P67Session 1 (Monday 12 January 2026, 15:00-17:30)Development of an ecologically-valid speech intelligibility test using virtual acoustics
Speech intelligibility (SI) testing plays a central role in audiology and hearing research, indicating how well speech can be understood in quiet or noise. Traditional SI tests rely on isolated sentences or single words presented in a highly controlled, but unnatural environment. While this approach ensures repeatability, it lacks ecological validity and often fails to reflect the listening abilities in everyday life. With the use of virtual acoustics and text-to-speech (TTS) synthesis, we designed and evaluated a SI test in a virtual acoustic everyday environment with conversational contents. The goal was to create a test design in a representative everyday situation, that is semantically coherent and acoustically authentic.

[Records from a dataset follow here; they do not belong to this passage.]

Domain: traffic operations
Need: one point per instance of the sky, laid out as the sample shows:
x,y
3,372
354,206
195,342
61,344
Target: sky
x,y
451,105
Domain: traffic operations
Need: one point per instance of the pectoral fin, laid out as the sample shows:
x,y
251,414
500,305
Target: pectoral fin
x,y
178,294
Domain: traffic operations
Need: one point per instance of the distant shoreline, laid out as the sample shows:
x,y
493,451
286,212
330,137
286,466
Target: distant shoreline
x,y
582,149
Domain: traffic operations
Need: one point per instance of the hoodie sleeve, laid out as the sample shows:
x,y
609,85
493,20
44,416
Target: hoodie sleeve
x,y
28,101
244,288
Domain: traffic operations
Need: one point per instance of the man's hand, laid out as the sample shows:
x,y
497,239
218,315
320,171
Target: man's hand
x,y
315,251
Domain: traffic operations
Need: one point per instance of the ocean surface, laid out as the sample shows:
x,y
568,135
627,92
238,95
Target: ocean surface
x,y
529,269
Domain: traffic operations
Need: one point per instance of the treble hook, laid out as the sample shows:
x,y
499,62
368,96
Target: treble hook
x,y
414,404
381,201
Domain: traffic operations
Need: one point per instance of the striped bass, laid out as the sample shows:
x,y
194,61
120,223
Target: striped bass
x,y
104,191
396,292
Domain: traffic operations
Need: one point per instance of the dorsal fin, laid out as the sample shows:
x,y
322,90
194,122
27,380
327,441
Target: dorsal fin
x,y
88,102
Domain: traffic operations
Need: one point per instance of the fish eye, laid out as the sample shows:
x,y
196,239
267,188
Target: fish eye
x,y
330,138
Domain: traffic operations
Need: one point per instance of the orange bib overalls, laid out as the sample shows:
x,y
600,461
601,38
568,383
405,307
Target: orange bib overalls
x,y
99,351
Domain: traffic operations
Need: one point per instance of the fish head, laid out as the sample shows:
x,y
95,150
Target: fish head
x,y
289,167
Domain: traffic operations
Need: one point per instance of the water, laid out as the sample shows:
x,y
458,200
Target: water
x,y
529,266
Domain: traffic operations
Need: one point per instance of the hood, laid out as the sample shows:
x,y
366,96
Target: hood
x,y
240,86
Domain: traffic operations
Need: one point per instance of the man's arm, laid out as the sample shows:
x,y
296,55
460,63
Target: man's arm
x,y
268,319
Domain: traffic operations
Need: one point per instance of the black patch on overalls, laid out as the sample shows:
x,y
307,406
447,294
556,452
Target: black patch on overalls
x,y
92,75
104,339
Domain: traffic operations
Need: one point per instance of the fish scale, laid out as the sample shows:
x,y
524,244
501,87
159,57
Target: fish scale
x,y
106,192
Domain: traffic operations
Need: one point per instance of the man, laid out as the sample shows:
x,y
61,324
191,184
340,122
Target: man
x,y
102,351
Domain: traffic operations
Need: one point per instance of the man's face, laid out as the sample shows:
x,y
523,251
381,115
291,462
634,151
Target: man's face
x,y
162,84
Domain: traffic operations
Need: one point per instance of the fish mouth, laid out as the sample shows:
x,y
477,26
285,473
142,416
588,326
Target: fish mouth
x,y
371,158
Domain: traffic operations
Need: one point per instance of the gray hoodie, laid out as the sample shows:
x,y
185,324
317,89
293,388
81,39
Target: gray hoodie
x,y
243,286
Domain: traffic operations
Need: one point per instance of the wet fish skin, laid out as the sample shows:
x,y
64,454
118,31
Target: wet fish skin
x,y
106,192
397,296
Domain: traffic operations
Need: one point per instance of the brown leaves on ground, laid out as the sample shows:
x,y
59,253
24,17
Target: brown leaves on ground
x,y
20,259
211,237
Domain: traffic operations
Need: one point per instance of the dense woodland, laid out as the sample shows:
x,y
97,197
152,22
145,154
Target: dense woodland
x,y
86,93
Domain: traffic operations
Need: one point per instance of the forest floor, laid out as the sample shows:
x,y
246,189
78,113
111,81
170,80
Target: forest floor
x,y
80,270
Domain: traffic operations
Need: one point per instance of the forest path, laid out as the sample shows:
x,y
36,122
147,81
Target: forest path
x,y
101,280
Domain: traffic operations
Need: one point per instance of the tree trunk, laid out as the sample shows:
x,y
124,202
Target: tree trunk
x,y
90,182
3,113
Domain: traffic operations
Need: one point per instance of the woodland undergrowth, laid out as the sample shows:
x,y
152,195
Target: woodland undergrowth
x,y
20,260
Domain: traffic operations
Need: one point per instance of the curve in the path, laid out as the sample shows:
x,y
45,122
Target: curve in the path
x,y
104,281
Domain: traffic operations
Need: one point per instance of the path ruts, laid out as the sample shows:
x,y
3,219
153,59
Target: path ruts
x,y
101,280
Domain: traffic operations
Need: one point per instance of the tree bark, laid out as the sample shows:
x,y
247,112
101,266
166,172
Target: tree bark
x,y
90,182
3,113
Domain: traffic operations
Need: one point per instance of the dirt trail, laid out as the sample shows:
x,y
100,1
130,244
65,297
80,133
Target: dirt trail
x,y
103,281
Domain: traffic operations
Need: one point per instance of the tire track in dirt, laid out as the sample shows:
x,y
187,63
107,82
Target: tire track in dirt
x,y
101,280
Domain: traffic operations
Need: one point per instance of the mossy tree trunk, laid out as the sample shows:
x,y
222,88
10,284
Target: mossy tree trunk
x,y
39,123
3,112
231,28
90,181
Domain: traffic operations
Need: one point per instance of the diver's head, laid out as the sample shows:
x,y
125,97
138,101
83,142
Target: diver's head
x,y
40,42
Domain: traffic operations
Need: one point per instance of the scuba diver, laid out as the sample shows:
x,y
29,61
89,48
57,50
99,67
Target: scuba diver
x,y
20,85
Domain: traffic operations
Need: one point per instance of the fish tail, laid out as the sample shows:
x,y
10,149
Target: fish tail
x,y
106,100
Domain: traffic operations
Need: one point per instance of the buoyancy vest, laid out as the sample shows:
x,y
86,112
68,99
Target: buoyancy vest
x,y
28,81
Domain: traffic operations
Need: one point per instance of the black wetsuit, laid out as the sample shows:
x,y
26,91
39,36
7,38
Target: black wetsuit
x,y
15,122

The virtual test environment simulated a busy cafeteria. Background noise was the recording of a real cafeteria with a spatial microphone array. Synthetic speech material generated by two different TTS providers (Google TTS and Acapela) was embedded into the ambient noise recordings and virtually presented from the frontal direction. The complete acoustic scene was presented in the anechoic chamber of the University of Applied Sciences Lübeck using a spherical 65-loudspeaker array with 7th order Ambisonics rendering. The ambient cafeteria noise was presented at a level of 65 dB SPL. Test target-stimuli consisted of TTS-generated dialogues containing both carrier phrases and keywords to be recognized, presented at fixed signal-to-noise ratios (SNRs) of −11 dB and −8 dB, corresponding to the SNR30% and SNR70% conditions, respectively. Twenty-four normal-hearing participants completed multiple test runs under both voice conditions. Speech intelligibility was determined by keyword recognition, and the results were used to derive psychometric functions for each condition. In addition to measuring SI, the participants gave subjective ratings of the voices’ naturalness, the scenes’ realism, and the perceived difficulty of each measurement by responding to six-step Likert scales.
The results showed that psychometric functions were successfully inferred from the data using both SNR conditions. Participants rated the SNR70% as significantly more realistic. While no significant differences in perceived difficulty were found between voice providers, Google voices were rated as more natural and exhibited smaller test-retest bias compared to Acapela. Acapela voices, however, yielded slightly steeper psychometric function slopes, suggesting greater measurement sensitivity near the speech reception threshold.
In conclusion, the study demonstrates that synthetic speech embedded in a simulated cafeteria environment enables reliable and ecologically valid SI measurements.
This study was funded by the German ministry of research, technology and space affairs.